“Why would you ever want to go out onto the surface?” Janar had once said. “There’s nothing up there that can’t be done in Orzammar. Everything you need is right here. Everything you could possibly want is right here. You have your caste to support you. Do you know what they do up there? There’s no caste. They feed one another to the dogs when they get tired of each other.”

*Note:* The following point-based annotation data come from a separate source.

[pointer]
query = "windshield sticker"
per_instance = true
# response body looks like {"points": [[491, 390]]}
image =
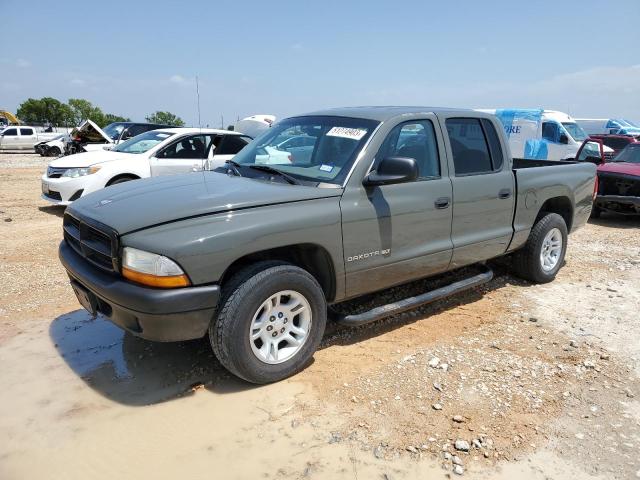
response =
{"points": [[351, 133]]}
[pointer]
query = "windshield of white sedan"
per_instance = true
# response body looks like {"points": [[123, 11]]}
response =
{"points": [[576, 131], [317, 149], [143, 142]]}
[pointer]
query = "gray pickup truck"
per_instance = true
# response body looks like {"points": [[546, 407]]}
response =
{"points": [[320, 209]]}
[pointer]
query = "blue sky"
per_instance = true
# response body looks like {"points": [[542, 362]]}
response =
{"points": [[288, 57]]}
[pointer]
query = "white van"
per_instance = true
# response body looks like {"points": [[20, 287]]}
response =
{"points": [[540, 134], [608, 126]]}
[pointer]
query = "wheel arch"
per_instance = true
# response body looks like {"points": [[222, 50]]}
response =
{"points": [[311, 257]]}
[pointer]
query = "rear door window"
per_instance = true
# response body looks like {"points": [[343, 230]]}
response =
{"points": [[469, 146], [232, 144], [415, 140], [494, 144]]}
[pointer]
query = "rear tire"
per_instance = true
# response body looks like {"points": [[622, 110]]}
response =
{"points": [[543, 255], [280, 303]]}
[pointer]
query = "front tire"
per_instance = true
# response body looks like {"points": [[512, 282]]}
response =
{"points": [[270, 323], [543, 255]]}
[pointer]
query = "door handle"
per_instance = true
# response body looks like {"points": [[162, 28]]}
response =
{"points": [[504, 193], [442, 202]]}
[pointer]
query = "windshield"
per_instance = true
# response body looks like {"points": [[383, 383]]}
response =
{"points": [[630, 154], [575, 131], [316, 149], [143, 142]]}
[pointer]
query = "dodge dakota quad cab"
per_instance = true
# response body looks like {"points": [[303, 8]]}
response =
{"points": [[254, 253]]}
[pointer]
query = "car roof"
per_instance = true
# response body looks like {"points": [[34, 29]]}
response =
{"points": [[188, 130], [383, 113]]}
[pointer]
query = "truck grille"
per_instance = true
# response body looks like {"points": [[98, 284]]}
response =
{"points": [[54, 172], [618, 184], [97, 243]]}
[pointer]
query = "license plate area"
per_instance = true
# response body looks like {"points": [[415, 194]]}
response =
{"points": [[87, 299]]}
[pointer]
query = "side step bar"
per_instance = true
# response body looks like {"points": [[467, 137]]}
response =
{"points": [[414, 302]]}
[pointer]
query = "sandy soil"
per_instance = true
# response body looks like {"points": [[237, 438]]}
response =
{"points": [[538, 381]]}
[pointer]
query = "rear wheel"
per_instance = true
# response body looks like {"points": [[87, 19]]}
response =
{"points": [[543, 255], [270, 323]]}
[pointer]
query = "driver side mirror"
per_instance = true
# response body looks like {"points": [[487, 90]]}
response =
{"points": [[392, 170]]}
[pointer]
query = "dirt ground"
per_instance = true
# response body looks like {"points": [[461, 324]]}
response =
{"points": [[510, 381]]}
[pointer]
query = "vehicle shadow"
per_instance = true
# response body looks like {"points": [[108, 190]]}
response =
{"points": [[57, 210], [616, 220], [133, 371], [137, 372]]}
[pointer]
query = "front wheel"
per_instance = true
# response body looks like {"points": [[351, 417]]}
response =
{"points": [[543, 255], [270, 322]]}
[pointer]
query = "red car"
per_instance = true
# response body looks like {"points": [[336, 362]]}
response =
{"points": [[618, 185]]}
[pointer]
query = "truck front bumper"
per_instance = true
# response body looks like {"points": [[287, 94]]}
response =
{"points": [[163, 315]]}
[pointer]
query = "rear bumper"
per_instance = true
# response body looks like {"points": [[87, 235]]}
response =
{"points": [[163, 315], [619, 203]]}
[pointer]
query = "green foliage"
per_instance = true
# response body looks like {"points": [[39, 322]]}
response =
{"points": [[44, 110], [84, 110], [50, 110], [165, 118]]}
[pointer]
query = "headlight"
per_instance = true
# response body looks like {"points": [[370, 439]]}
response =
{"points": [[80, 172], [152, 269]]}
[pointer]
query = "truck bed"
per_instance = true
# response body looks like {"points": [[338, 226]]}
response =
{"points": [[539, 180]]}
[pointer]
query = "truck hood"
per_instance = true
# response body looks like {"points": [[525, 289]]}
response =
{"points": [[86, 159], [145, 203], [621, 167], [89, 132]]}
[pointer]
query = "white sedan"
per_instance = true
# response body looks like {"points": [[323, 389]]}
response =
{"points": [[158, 152]]}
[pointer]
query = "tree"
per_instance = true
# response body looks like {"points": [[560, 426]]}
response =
{"points": [[85, 110], [165, 118], [45, 110]]}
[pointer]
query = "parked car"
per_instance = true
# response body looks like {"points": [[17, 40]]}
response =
{"points": [[541, 134], [52, 148], [89, 137], [614, 142], [23, 137], [157, 152], [610, 126], [618, 188], [253, 255]]}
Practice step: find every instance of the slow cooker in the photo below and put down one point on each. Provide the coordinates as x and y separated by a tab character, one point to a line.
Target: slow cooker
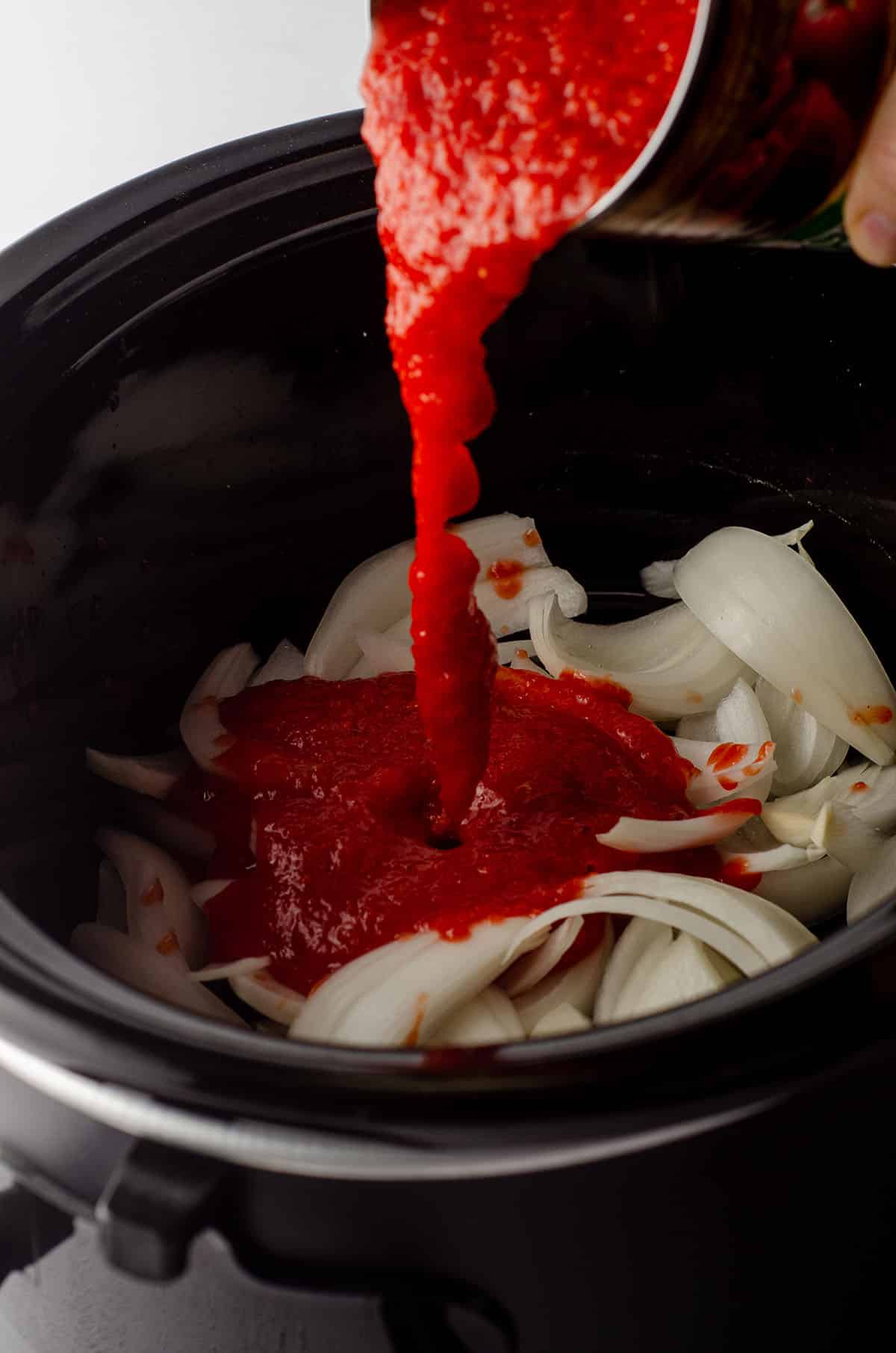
201	436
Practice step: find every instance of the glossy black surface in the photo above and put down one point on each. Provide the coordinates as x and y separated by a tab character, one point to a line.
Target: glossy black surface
202	435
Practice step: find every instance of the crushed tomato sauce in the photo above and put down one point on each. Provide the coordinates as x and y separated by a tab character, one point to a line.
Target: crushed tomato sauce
494	126
332	784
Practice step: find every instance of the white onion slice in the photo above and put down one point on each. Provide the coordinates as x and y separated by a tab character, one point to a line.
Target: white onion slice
811	892
489	1018
111	900
511	648
401	992
699	728
769	861
744	928
264	993
382	654
868	791
284	663
639	961
684	971
160	911
577	986
779	615
806	751
376	596
632	943
201	728
153	776
529	971
122	957
750	769
649	836
845	836
563	1019
658	579
669	662
224	971
874	885
168	830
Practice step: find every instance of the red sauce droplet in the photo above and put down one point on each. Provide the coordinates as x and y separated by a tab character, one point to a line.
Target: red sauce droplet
494	129
726	756
872	715
168	943
337	778
153	895
505	576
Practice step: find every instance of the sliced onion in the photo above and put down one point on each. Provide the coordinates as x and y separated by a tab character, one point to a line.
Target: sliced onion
563	1019
669	662
489	1018
201	728
632	969
168	830
160	911
111	901
684	971
658	579
768	861
699	728
574	986
629	948
225	971
744	766
264	993
744	928
874	885
284	663
845	836
809	893
511	648
649	836
806	751
376	596
399	993
867	791
779	615
529	971
155	776
382	654
122	957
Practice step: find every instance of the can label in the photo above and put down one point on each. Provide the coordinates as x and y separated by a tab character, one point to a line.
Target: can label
824	230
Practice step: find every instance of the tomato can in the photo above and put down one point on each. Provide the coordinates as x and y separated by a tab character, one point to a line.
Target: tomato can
764	128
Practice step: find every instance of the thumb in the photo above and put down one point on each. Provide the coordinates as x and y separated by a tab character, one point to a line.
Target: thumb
871	206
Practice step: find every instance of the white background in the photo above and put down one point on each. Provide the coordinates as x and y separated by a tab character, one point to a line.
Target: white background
98	91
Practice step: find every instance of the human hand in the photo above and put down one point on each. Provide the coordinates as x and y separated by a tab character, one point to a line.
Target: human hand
871	205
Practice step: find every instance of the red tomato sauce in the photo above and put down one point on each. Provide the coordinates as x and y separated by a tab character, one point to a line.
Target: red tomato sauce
494	126
324	816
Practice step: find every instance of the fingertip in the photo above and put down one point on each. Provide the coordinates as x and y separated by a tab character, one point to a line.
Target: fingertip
874	238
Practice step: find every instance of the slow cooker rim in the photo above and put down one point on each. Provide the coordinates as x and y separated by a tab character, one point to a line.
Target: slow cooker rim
36	263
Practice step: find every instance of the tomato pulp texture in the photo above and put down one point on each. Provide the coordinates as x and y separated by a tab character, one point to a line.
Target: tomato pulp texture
494	125
332	784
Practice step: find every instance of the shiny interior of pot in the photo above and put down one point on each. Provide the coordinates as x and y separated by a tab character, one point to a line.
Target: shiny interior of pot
208	460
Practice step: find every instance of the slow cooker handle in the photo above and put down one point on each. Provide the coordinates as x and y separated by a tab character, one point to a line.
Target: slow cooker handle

Dagna found herself staring at her pet nug and wondering how anyone could feed a friend or a relative to a four-legged friend. Feed a friend to a friend? It didn’t seem right.
“Humans,” Janar muttered a few days later, after buying and selling goods from one of the many tradesmen that journeyed to Orzammar and waited just inside the great doors to the city. “Sometimes I think that the air at their height is thin. Perhaps it’s too much sun. Fries their brains like nug livers in a pot. Do you know what they do? Worship the air. Wait, what am I saying? Of course they worship the air. It’s all around them and above them. They speak of Andraste and the Maker while looking to the skies above, as if their gods will fly down to meet them, like some kind of bird. Strange, isn’t it? Don’t they get up to strange things?”
It was as if Janar was looking for Dagna’s approval even as he made a misguided attempt to educate her. Dagna didn’t have an opinion on the matter of human religion, anyway. She merely shrugged her shoulders and continued her work, be it at the forge or merely setting out the plates and mugs on their dinner table.
Dagna noticed that some dwarves, her father being one of them, spent just too much of their day pretending that they weren’t curious about what the humans were up to. They veiled this curiosity with curses and the shaking of their heads, but in truth, these dwarves were the first to the gates when the human traders and couriers came through, clamoring for news, any news, perhaps a leaflet or something from faraway sounding places. These cities had names that danced in Dagna’s young mouth: Denerim, Minrathous, and Antiva.
“Pity about the elves.” It seemed that Janar had an opinion about everything. “Back in the ancient days, they taught humans a thing or two. Then, how did the humans repay them? Destroyed everything that they held dear. Now, they’ve got nothing but heads full of stories.” He jabbed a heated steel plate in Dagna’s direction; she was grateful that she wasn’t within striking distance at the time. “You hear me? The Stone never forgets the transgressions of those that have long passed. Humans are nothing but trouble. Someday, they’ll be trouble for Orzammar.”
Those were auspicious words, and should have frightened Dagna, but they did not. They drove her instead out of her parents’ forge and out into the open air, where the sun did not burn her up, and the sky did not swallow her whole.
There were days that she craved the close, encompassing stone and the faces of her people. On those same days, she found herself hating the constant pain in her neck that she carried from looking up to speak to humans and elves. It was worse in the years that she served in the army and worked for Lucius – why did their Maker have to make Lucius and Anders so tall, anyway? At least Hawke’s height seemed somewhat humble and didn’t cause her shoulders to twitch after hours of talking with him.
She would rub her own neck – or have Sigrun rub it for her – and she would remember a time when everything seemed the same, day after day. There was no snow or rain or cloudy skies, but stone, stone, brown stone, grey stone. Torches lit the way through tunnels that didn’t seem to change. The castes remained untouched, the same families in the Diamond Quarter waged war against one another. And the Darkspawn always threatened the shadows of the passage that led into the Deep Roads.
Dagna was glad that she was born with an open mind, but loathed herself on the days that she felt weaker. On those days, her father’s words seemed an easy comfort, but too easy for her. No. Nothing was easy in her life, and where her hands sought to stretch to the sky, her mind meant to spring open, free in a world with sun and rain, with the wide-spread plumage of countless birds filling the air.